Well, it's come at last, or at least it's in the process of coming: the IRA has at last declared what has been pretty obvious for a while: that the armed campaign is over (the full statement is here: hat-tip Slugger). Which really means that the environment has changed so profoundly, post McCartney and electoral competition in the South, that the IRA has stopped being Sinn Féin's lever for better deals and has become something of an albatross.
Reactions to the news will of course be very different (no matter what the taciturn General de Chastelain will say). That's no surprise. I think many people here have consistently underestimated the gulf between both main communities in terms of what they think drove the Troubles.
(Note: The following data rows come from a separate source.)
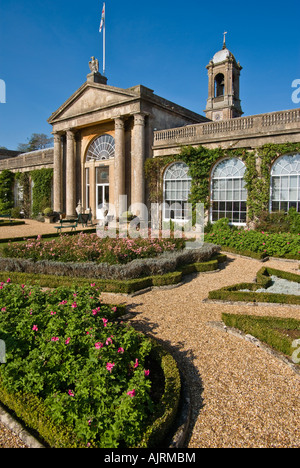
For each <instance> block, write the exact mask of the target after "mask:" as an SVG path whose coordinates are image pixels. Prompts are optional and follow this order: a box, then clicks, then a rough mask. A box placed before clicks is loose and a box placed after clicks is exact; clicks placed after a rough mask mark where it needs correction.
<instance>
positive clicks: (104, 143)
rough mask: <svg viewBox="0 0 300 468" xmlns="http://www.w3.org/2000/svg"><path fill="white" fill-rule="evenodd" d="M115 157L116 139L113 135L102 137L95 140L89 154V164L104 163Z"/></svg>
mask: <svg viewBox="0 0 300 468" xmlns="http://www.w3.org/2000/svg"><path fill="white" fill-rule="evenodd" d="M114 156H115V139H114V138H113V137H112V136H111V135H101V136H100V137H98V138H96V140H94V141H93V142H92V143H91V145H90V147H89V149H88V152H87V155H86V160H87V162H89V161H92V160H95V161H103V160H105V159H110V158H113V157H114Z"/></svg>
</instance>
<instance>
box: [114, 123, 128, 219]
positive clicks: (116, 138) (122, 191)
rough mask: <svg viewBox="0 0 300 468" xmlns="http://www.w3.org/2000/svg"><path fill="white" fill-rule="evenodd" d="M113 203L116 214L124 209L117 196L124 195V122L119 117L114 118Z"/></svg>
mask: <svg viewBox="0 0 300 468" xmlns="http://www.w3.org/2000/svg"><path fill="white" fill-rule="evenodd" d="M114 179H115V186H114V204H115V209H116V216H117V217H119V216H121V214H122V213H123V212H124V211H125V209H126V207H125V204H124V202H122V203H121V204H120V200H119V197H120V196H121V195H125V123H124V120H123V119H122V118H120V117H118V118H116V119H115V165H114Z"/></svg>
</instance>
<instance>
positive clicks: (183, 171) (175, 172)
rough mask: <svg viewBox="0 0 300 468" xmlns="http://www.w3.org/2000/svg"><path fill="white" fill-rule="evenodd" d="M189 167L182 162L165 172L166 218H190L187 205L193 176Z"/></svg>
mask: <svg viewBox="0 0 300 468" xmlns="http://www.w3.org/2000/svg"><path fill="white" fill-rule="evenodd" d="M188 172H189V168H188V166H187V165H186V164H184V163H182V162H177V163H174V164H172V165H171V166H169V167H168V169H167V170H166V172H165V174H164V214H163V217H164V220H165V221H169V220H173V221H185V220H188V219H189V211H188V207H187V203H188V198H189V194H190V191H191V184H192V178H191V177H190V176H189V175H188Z"/></svg>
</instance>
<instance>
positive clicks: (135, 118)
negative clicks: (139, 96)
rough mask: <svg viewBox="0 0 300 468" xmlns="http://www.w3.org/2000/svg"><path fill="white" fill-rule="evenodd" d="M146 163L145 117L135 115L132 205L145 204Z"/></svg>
mask: <svg viewBox="0 0 300 468" xmlns="http://www.w3.org/2000/svg"><path fill="white" fill-rule="evenodd" d="M144 162H145V115H144V114H135V115H134V127H133V138H132V152H131V204H134V203H143V204H144V203H145V175H144ZM135 214H136V213H135Z"/></svg>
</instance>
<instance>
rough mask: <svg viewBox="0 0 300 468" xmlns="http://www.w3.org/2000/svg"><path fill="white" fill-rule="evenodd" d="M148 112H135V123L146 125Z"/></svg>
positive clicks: (136, 124) (135, 124)
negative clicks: (137, 112)
mask: <svg viewBox="0 0 300 468" xmlns="http://www.w3.org/2000/svg"><path fill="white" fill-rule="evenodd" d="M146 115H147V114H144V113H143V112H139V113H138V114H133V117H134V125H142V126H145V117H146Z"/></svg>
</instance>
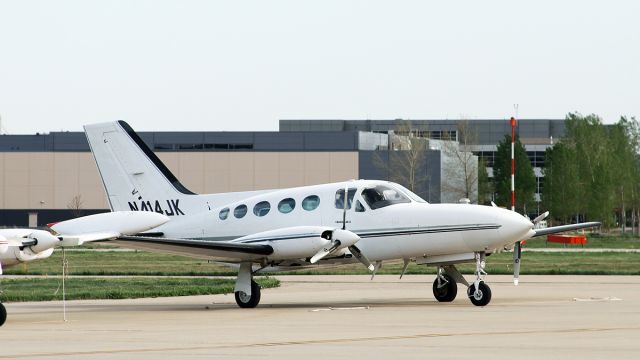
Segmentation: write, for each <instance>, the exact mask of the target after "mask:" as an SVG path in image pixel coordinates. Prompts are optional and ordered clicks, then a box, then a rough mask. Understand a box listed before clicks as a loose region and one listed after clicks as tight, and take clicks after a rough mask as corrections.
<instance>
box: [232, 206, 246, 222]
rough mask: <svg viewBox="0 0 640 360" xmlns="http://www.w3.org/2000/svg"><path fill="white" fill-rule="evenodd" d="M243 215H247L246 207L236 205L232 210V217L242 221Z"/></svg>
mask: <svg viewBox="0 0 640 360" xmlns="http://www.w3.org/2000/svg"><path fill="white" fill-rule="evenodd" d="M245 215H247V205H238V206H236V208H235V209H233V216H235V217H236V218H238V219H242V218H243V217H244V216H245Z"/></svg>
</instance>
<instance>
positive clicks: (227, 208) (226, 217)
mask: <svg viewBox="0 0 640 360" xmlns="http://www.w3.org/2000/svg"><path fill="white" fill-rule="evenodd" d="M218 217H219V218H220V220H227V217H229V208H224V209H222V210H220V214H218Z"/></svg>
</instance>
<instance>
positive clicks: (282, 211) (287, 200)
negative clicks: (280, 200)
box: [278, 198, 296, 214]
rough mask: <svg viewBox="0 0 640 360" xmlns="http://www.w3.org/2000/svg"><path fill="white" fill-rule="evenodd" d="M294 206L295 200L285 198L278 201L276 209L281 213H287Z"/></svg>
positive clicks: (295, 203)
mask: <svg viewBox="0 0 640 360" xmlns="http://www.w3.org/2000/svg"><path fill="white" fill-rule="evenodd" d="M295 207H296V201H295V200H293V199H292V198H286V199H284V200H282V201H280V202H279V203H278V211H280V212H281V213H283V214H288V213H290V212H292V211H293V209H295Z"/></svg>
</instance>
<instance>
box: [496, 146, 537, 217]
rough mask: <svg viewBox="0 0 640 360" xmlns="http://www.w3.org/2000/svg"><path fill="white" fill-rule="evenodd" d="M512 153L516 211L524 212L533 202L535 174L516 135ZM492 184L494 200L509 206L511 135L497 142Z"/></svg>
mask: <svg viewBox="0 0 640 360" xmlns="http://www.w3.org/2000/svg"><path fill="white" fill-rule="evenodd" d="M514 155H515V190H516V211H518V212H520V213H526V212H527V208H529V209H530V208H531V205H533V202H534V198H533V195H534V194H535V190H536V176H535V174H534V172H533V168H532V167H531V162H529V158H528V157H527V151H526V150H525V148H524V146H523V145H522V143H521V142H520V139H519V138H518V135H516V138H515V144H514ZM493 185H494V189H495V191H496V202H497V203H498V204H499V205H501V206H506V207H511V135H505V137H504V139H502V141H500V142H499V143H498V148H497V151H496V157H495V162H494V165H493Z"/></svg>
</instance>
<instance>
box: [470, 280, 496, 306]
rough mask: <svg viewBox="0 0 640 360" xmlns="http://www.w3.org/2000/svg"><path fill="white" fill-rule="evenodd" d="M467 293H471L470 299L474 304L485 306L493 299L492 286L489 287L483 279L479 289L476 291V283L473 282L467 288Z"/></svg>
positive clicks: (477, 305)
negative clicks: (492, 298)
mask: <svg viewBox="0 0 640 360" xmlns="http://www.w3.org/2000/svg"><path fill="white" fill-rule="evenodd" d="M467 295H469V300H471V303H473V305H475V306H485V305H487V304H489V301H491V288H489V285H487V284H485V283H484V281H481V282H480V284H478V291H476V285H475V284H471V286H469V289H468V290H467Z"/></svg>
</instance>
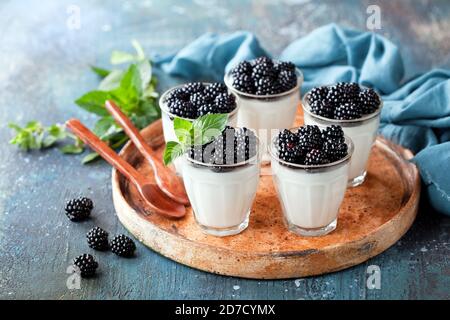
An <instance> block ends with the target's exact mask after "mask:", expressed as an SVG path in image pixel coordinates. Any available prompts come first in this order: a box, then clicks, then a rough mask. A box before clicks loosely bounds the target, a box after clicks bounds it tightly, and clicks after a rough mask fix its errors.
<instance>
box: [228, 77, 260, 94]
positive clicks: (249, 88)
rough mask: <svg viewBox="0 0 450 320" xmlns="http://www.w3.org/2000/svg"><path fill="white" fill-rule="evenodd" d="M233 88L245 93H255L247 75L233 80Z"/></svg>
mask: <svg viewBox="0 0 450 320" xmlns="http://www.w3.org/2000/svg"><path fill="white" fill-rule="evenodd" d="M232 85H233V87H234V88H236V89H237V90H239V91H241V92H245V93H250V94H253V93H255V86H254V83H253V80H252V77H251V76H250V75H247V74H241V75H240V76H239V77H237V78H234V79H233V84H232Z"/></svg>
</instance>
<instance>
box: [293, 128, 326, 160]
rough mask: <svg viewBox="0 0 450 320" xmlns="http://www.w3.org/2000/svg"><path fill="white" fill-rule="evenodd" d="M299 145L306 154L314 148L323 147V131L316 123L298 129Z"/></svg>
mask: <svg viewBox="0 0 450 320" xmlns="http://www.w3.org/2000/svg"><path fill="white" fill-rule="evenodd" d="M297 135H298V139H299V140H298V146H299V148H300V149H301V150H302V152H303V153H304V154H306V153H307V152H309V151H311V150H312V149H320V148H321V147H322V132H321V131H320V129H319V127H318V126H316V125H307V126H303V127H300V128H299V129H298V131H297Z"/></svg>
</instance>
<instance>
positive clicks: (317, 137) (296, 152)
mask: <svg viewBox="0 0 450 320" xmlns="http://www.w3.org/2000/svg"><path fill="white" fill-rule="evenodd" d="M276 140H277V145H276V147H277V152H278V157H279V158H280V159H281V160H283V161H286V162H289V163H294V164H300V165H322V164H327V163H331V162H335V161H338V160H340V159H342V158H344V157H345V156H346V155H347V152H348V146H347V144H346V143H345V137H344V131H343V130H342V128H341V127H340V126H335V125H332V126H329V127H327V128H325V129H323V130H320V128H319V127H318V126H312V125H307V126H303V127H300V128H299V129H298V130H297V131H295V132H293V131H290V130H287V129H285V130H283V131H281V132H280V133H279V134H278V137H277V139H276Z"/></svg>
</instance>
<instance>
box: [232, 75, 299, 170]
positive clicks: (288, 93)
mask: <svg viewBox="0 0 450 320" xmlns="http://www.w3.org/2000/svg"><path fill="white" fill-rule="evenodd" d="M296 74H297V85H296V86H295V87H294V88H292V89H291V90H289V91H286V92H282V93H278V94H272V95H265V96H259V95H256V94H251V93H245V92H242V91H239V90H237V89H235V88H234V87H233V76H232V74H231V70H230V71H229V72H227V73H226V75H225V79H224V82H225V84H226V86H227V87H228V90H230V91H231V92H232V93H233V94H234V95H235V96H236V103H237V105H238V108H239V111H238V117H237V126H238V127H246V128H249V129H253V130H255V131H256V132H258V137H259V138H260V139H261V143H262V144H263V145H264V146H267V145H269V143H270V141H271V140H272V138H273V136H274V135H275V134H277V133H278V132H279V130H280V129H284V128H290V127H292V125H293V124H294V120H295V115H296V113H297V108H298V106H299V104H300V90H301V86H302V83H303V74H302V72H301V71H300V70H299V69H297V68H296ZM264 150H267V148H264ZM263 161H264V162H268V161H270V157H269V156H268V154H266V153H265V154H263Z"/></svg>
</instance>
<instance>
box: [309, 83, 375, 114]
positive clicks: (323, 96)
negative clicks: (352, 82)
mask: <svg viewBox="0 0 450 320" xmlns="http://www.w3.org/2000/svg"><path fill="white" fill-rule="evenodd" d="M307 99H308V100H309V105H310V108H311V109H310V110H311V112H312V113H314V114H317V115H319V116H322V117H325V118H329V119H337V120H353V119H358V118H361V117H362V116H364V115H367V114H371V113H374V112H375V111H377V110H378V108H379V107H380V103H381V102H380V98H379V96H378V95H377V93H376V92H375V91H374V90H373V89H369V88H361V87H360V86H359V85H358V84H357V83H345V82H339V83H337V84H335V85H333V86H328V87H327V86H324V87H316V88H314V89H312V90H311V91H310V92H309V94H308V98H307Z"/></svg>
Colin Irwin, in a 2001 edition of the Global Review of Ethnic Politics, published an article on opinion polls in NI, which included (on page 69) this interesting table:
Very interesting, I think. Catholics, it seems, are more likely to believe that the Troubles were driven by social factors whereas Protestants are more likely to believe that they were driven by security factors. You want to get to grips with why decommissioning is such an important thing for Unionists? Well that's why. The Agreement has never delivered security for them because it never delivered decommissioning. We should not underestimate the degree to which such things matter.
SF has been very successful at shifting the post-GFA situation towards reassuring the Catholic community on the issues that they see as having driven the Troubles, but the Protestants have been left high and dry. Which is why today is important.
Important, that is, if Unionists come to believe that it's really true.